Mapping users' thoughts asynchronously and directly to mobility system control would make its navigation more intuitive as if the system was an extension of their body. As brain-controlled mobility systems that utilize electroencephalogram signals are prone to misclassification of users' intentions, previous research tends to use reactive brain responses from various stimuli to lessen the error rate. In contrast, motor imagery, an imagination of body movement without its execution, requires no additional stimulus and provides direct and intuitive mobility control. However, motor imagery exhibits relatively lower discrimination of intentions compared to reactive brain activities, which require several instances of different reactions for producing a single command to lessen the error rate. Furthermore, motor imagery requires extensive learning from users prior to its usage in order to elicit discriminant brain patterns with high quality. Thus in this dissertation, we propose a scaffolding strategy for asynchronous BCI mobility control that utilizes immersive VR for motor imagery learning.
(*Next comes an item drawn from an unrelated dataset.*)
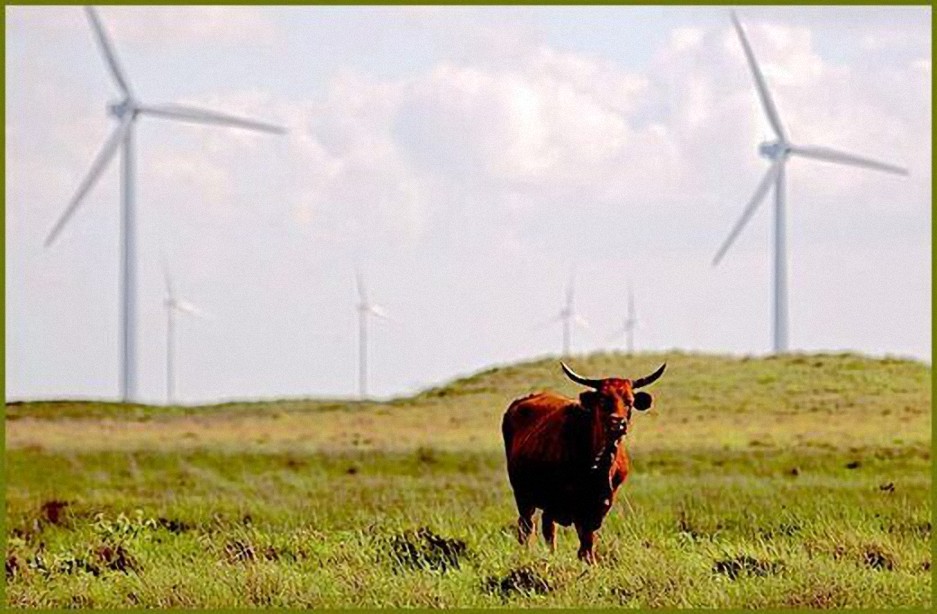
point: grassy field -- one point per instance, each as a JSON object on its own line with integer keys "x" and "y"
{"x": 796, "y": 481}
To further support control ability and our scaffolding strategy, we propose not only a shared control approach that assists asynchronous BCI control but also a supportive module for BCI models that improves classification accuracy in cases where the brain signals acquired from immersive VR are used for real-world applications. The proposed methods were evaluated through comparisons with traditional methods with various experiments. The results showed that our learning protocols, control approaches, and classification models had improvements over previously used methods.